Related article: Iran’s prehistoric Hyrcanian Forest

 

Fauna of the Caspian Hyrcanian forests 

The Caspian tiger once roamed these mountains but is now extinct. Other large mammals here are the Caucasus leopard, lynx, brown bear, wild boar, wolf, golden jackal, jungle cat, badger, and otter.

 Persian leopard roams Hyrcanian forests

 

The Hyrcanian forests are one of the world’s most important habitats for the endangered Persian leopard, and 20 individuals are thought to inhabit Golestan National Park.  These revered predators depend on the forest’s native ungulates: wild pig, roe deer, red deer, and wild goat. 

Golden jackal

 

This ecoregion is an important resting area for birds migrating between Russia and Africa and is thus a key habitat for many bird species. Some outstanding birds that can be found here are the greylag goose, white-fronted goose, Little bustard, glossy ibis, Eurasian spoonbill, night heron, red-breasted goose, peregrine falcon, Dalmatian pelican, Western cattle egret, squacco heron, greater flamingo, white-headed duck, and Caspian snowcock.

Roe deer

 

The animals that live in these forests are brown bears, black-tailed fox, leopard, wolf, boar, jackal, marten, hedgehog, rabbit, badger, Allegheny woodrat and wild cat, etc.

 

Hyrcanian Forests; a natural treasure This precious piece of land hosts many relicts, endangered, and regionally and locally endemic species of flora, contributing to the high ecological value of the property and the Hyrcanian region in general.

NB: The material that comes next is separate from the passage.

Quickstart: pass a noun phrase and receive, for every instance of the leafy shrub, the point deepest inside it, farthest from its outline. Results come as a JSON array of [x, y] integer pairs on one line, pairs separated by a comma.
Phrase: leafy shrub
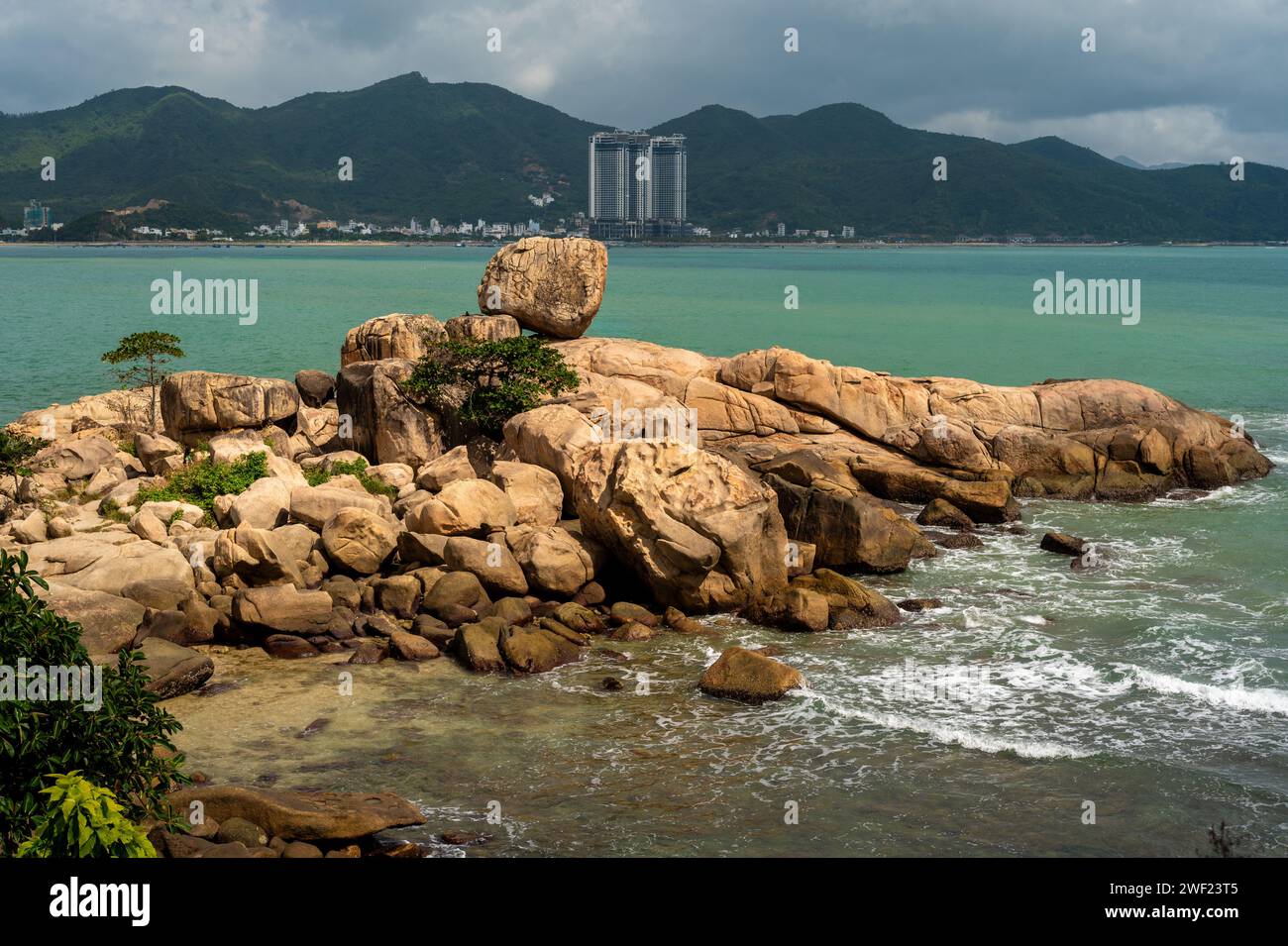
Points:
[[355, 468], [487, 382], [84, 820], [16, 450], [115, 745], [201, 482]]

Hyrcanian Forests are among top tourist attractions in Iran

 

The stunning and untouched nature of the Hyrcanian Forest is one of the main reasons why many travelers and nature lovers got attracted to this forest. The Hyrcanian Forest is the most significant potential for tourism in the north of Iran, and being close to the Caspian Sea has caused this region to be even more attractive. Also with its rich flora and fauna and many plant fossil, the Hyrcanian Forest is a great place for geologists and scientists, as exploring it provides so much scientific information.